Unsupervised semantic indoor scene classification for robot vision based on context of features using Gist and HSV-SIFT
Regular Research Article
06 Aug 2013
Faculty of Systems Science and Technology, Akita Prefectural University, Akita, Japan
Abstract. This paper presents an unsupervised scene classification method for actualizing semantic recognition of indoor scenes. Background and foreground features are respectively extracted using Gist and color scale-invariant feature transform (SIFT) as feature representations based on context. We used hue, saturation, and value SIFT (HSV-SIFT) because of its simple algorithm with low calculation costs. Our method creates bags of features for voting visual words created from both feature descriptors to a two-dimensional histogram.
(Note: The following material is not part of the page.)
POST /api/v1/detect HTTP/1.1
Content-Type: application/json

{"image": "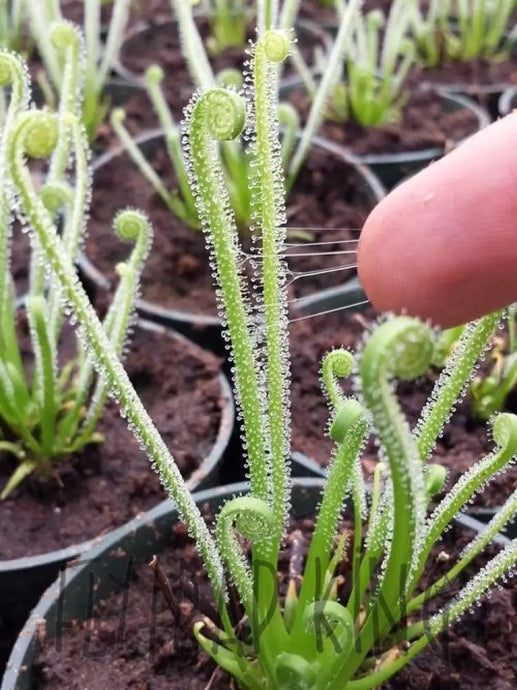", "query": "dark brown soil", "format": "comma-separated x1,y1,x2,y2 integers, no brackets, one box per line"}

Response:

Moreover, our method generates labels as candidates of categories for time-series images while maintaining stability and plasticity together. Automatic labeling of category maps can be realized using labels created using adaptive resonance theory (ART) as teaching signals for counter propagation networks (CPNs). We evaluated our method for semantic scene classification using KTH's image database for robot localization (KTH-IDOL), which is popularly used for robot localization and navigation. The mean classification accuracies of Gist, gray SIFT, one class support vector machines (OC-SVM), position-invariant robust features (PIRF), and our method are, respectively, 39.7, 58.0, 56.0, 63.6, and 79.4%. The result of our method is 15.8% higher than that of PIRF. Moreover, we applied our method for fine classification using our original mobile robot. We obtained mean classification accuracy of 83.2% for six zones.